Juni ist der internationale Pride-Monat, in dem Menschen auf der ganzen Welt LGBTQIA-Identität und Pride feiern und gleichzeitig Bewusstsein für die allgegenwärtige Diskriminierung und Menschenrechtsverletzungen gegenüber sexuellen Minderheiten schaffen wollen. Wir nehmen das zum Anlass, um in diesem Teil unserer Inforeihe über LGBTQIA im Kontext von erzwungener Migration, europäischer Asylpolitik und Menschenrechtsverletzungen zu sprechen.
Menschen, die aufgrund ihrer sexuellen und / oder geschlechtlichen Identität aus ihrem Herkunftsland fliehen müssen, müssen oft unwürdige und diskriminierende Praktiken ertragen. Zu oft werden Schutzmaßnahmen nicht umgesetzt, sodass LGBTQIA-Geflüchtete gezwungen sind, in Lagern oder Gemeinschaftsunterkünften mit Menschen aus den Ländern zu leben, aus denen sie geflohen sind. Dadurch besteht die Gefahr, dass sie die gleiche Art von Diskriminierung und Gewalt erfahren, vor der sie ursprünglich geflohen sind. Theoretisch schreibt EU-Recht vor, wie LGBTQIA-Geflüchtete zu schützen sind - aber wie bei so vielen anderen Gesetzen werden auch diese Vorschriften oft verletzt und missachtet.
Für diesen zehnten Artikel der Inforeihe haben wir etwas besonderes geplant und sprechen mit einer Expertin zu diesem komplexen Thema. Wir freuen uns, dass wir heute einen Blogbeitrag veröffentlichen können, den Abigail Field - Rechtsexpertin für Rechte von LGBTQIA-Geflüchteten - für uns geschrieben hat. Sie arbeitet seit mehreren Jahren auf Lesbos, hilft Geflüchteten bei der Vorbereitung ihrer Asylgespräche und koordiniert Familienzusammenführungen. Ihr besonderer Fokus sind LGBTQIA-Geflüchtete und sie schreibt in diesem Beitrag darüber was genau europäisches Recht über diese saft und wie es derzeit umgesetzt wird.
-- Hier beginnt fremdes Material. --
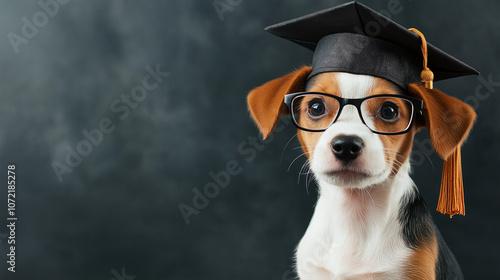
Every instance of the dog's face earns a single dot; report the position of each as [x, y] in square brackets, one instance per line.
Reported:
[348, 153]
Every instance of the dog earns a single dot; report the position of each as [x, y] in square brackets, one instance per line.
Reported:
[370, 221]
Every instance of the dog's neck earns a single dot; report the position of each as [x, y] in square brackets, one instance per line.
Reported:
[358, 230]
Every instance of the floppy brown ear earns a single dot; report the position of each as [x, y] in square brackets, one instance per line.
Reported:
[447, 119]
[266, 102]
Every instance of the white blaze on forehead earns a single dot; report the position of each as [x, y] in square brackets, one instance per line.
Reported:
[353, 86]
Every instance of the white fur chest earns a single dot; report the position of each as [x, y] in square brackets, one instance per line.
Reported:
[354, 234]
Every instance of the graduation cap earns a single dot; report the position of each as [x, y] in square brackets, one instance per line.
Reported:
[355, 39]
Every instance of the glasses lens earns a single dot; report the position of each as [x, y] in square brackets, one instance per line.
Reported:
[314, 111]
[387, 114]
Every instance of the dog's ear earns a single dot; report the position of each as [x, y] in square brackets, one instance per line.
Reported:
[266, 102]
[447, 119]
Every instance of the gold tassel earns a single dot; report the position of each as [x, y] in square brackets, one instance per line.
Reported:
[426, 75]
[451, 195]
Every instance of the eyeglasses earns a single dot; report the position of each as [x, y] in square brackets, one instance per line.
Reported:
[386, 114]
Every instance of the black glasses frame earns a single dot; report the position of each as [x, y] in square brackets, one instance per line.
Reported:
[356, 102]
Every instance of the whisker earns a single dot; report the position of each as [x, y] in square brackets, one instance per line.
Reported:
[283, 152]
[302, 154]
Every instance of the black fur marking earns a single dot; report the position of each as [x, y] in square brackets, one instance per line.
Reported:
[447, 266]
[416, 220]
[419, 228]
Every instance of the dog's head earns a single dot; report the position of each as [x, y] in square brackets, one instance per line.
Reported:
[358, 130]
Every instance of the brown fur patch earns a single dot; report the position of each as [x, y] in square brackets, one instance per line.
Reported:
[325, 83]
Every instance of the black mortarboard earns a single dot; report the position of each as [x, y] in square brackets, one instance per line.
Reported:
[355, 39]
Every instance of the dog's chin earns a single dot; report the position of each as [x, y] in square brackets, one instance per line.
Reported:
[351, 179]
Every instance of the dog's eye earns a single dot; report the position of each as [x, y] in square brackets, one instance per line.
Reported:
[389, 111]
[316, 108]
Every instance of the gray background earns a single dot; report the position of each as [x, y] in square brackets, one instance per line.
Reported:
[118, 209]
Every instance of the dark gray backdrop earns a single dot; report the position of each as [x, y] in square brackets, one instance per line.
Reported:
[116, 214]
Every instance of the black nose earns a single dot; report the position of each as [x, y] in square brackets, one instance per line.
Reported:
[347, 148]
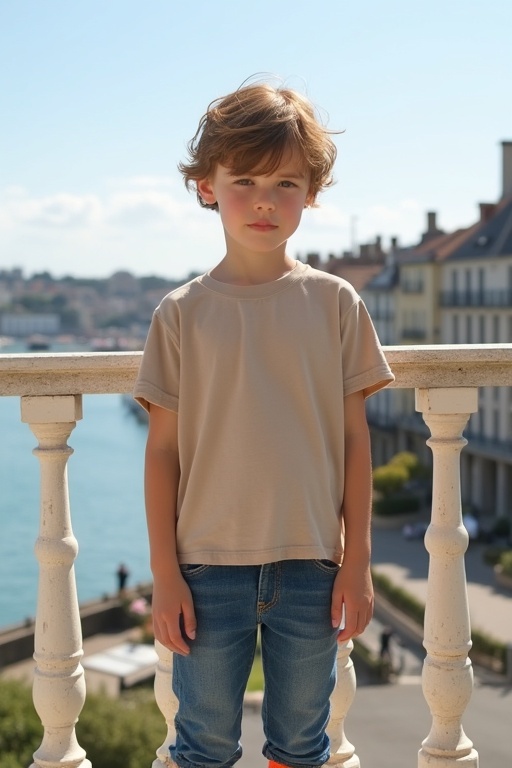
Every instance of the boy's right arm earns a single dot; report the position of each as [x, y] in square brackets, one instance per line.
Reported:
[171, 595]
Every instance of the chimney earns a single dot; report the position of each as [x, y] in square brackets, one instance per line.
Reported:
[507, 167]
[486, 211]
[431, 222]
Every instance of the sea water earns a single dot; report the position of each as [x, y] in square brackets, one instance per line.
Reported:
[105, 475]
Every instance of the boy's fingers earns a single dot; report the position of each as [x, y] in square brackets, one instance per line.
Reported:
[189, 621]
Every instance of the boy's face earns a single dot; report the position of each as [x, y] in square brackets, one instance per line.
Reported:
[259, 213]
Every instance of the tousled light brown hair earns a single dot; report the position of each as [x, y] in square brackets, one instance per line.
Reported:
[253, 128]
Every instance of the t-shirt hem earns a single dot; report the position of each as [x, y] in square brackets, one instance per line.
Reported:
[261, 557]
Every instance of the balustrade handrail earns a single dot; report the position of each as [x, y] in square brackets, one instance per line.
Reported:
[446, 379]
[416, 367]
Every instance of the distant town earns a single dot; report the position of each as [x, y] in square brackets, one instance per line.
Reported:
[107, 314]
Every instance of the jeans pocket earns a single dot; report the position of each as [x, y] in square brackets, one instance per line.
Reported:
[327, 566]
[193, 569]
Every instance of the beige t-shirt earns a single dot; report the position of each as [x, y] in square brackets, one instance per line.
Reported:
[258, 376]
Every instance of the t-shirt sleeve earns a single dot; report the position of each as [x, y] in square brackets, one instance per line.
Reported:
[364, 365]
[159, 373]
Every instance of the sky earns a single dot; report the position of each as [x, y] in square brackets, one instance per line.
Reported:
[98, 99]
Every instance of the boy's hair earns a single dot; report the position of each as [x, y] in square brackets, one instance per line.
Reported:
[252, 129]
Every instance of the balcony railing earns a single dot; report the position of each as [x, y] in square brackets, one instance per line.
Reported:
[446, 380]
[493, 297]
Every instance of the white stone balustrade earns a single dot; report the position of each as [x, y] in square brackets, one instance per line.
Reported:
[446, 379]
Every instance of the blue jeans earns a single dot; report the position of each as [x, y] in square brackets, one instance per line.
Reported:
[291, 602]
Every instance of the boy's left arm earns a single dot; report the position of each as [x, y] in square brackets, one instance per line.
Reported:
[353, 589]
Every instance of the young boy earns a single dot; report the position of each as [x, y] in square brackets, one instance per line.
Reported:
[258, 475]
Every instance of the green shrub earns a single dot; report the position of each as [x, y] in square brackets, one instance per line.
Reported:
[501, 527]
[492, 555]
[482, 644]
[398, 597]
[116, 733]
[401, 504]
[390, 478]
[20, 728]
[120, 733]
[506, 562]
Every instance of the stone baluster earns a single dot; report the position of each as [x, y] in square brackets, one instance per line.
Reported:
[447, 671]
[59, 685]
[166, 701]
[342, 751]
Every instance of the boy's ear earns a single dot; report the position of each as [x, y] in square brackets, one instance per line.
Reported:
[204, 188]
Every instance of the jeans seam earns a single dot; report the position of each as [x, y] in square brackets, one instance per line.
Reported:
[265, 607]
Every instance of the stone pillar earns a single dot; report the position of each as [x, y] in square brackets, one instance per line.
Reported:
[59, 684]
[342, 751]
[447, 671]
[502, 488]
[167, 703]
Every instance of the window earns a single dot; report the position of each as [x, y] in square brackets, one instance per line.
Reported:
[481, 329]
[455, 329]
[496, 329]
[469, 326]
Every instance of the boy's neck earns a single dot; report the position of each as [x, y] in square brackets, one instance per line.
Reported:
[263, 268]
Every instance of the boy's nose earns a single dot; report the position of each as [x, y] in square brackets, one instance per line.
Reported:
[264, 202]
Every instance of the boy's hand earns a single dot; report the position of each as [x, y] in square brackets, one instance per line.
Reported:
[171, 601]
[352, 591]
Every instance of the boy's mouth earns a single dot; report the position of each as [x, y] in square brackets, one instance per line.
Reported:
[262, 226]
In vielen Ländern werden sexuelle Minderheiten aufgrund ihrer sexuellen Orientierung oder Geschlechtsidentität ausgegrenzt, verfolgt und diskriminiert. Als Gemeinschaft erleben sie weltweit eine Vielzahl an Menschenrechtsverletzungen, unter anderem körperliche Gewalt, sexueller Missbrauch, Belästigung und Bedrohung, willkürliche Verhaftungen und Inhaftierungen. Nach Angaben des Human Dignity Trust gibt es derzeit 71 Länder, die gleichgeschlechtliche sexuelle Aktivitäten kriminalisieren, und 15 Länder, die die Geschlechtsidentität und / oder den Geschlechtsausdruck von Transgender-Personen kriminalisieren. Unter solchen Umständen sind die Menschen oft gezwungen, aus ihrem Herkunftsland zu fliehen, weil ihre Sicherheit bedroht oder gefährdet ist.
Asylbewerber*innen die aufgrund ihrer sexueller Orientierung und Geschlechtsidentität (SOGI) verfolgt werden, werden vom EU-Recht als Mitglied einer bestimmten sozialen Gruppe anerkannt und können dadurch Flüchtlingsstatus erlangen. [2] Bei der Beurteilung des Anspruchs wird SOGI-Antragsteller*innen aufgrund der persönlichen und sensiblen Natur ihres Anspruchs zusätzlicher Schutz gewährt. Zum Beispiel kann nicht allein aus der späten Offenlegung ihrer sexuellen Orientierung oder Identität abgeleitet werden, dass der*die Antragsteller*in nicht glaubwürdig ist. Es gibt außerdem bestimmte Einschränkungen in Bezug auf die Beweise und Fragen, die Sachbearbeiter*innen während des Interviews stellen dürfen. [3]
In den meisten Fällen ist das Interview der antragstellenden Person die wichtigste Quelle für Beweise. [4] Da die sexuelle Orientierung oder Geschlechtsidentität nichts Äußerliches ist, sondern der eigenen Identität innewohnt, ist es schwierig durch dieses Verfahren die Glaubwürdigkeit der Antragstellenden festzustellen. Oft gibt es nur wenige externe Beweise, die deren Aussagen stützen. Außerdem können SOGI-Antragstellende zusätzliche Barrieren haben, die es ihnen erschweren ihre Situation zu artikulieren. Dazu gehören unter anderem Schamgefühle, verinnerlichte Homophobie sowie die Tatsache, dass sie ihre Identität viele Jahre verheimlicht haben oder sich mit ihrer Identität noch nicht ganz wohl fühlen. [5] All dies erschwert es ihnen ihren Anspruch glaubhaft zu vermitteln.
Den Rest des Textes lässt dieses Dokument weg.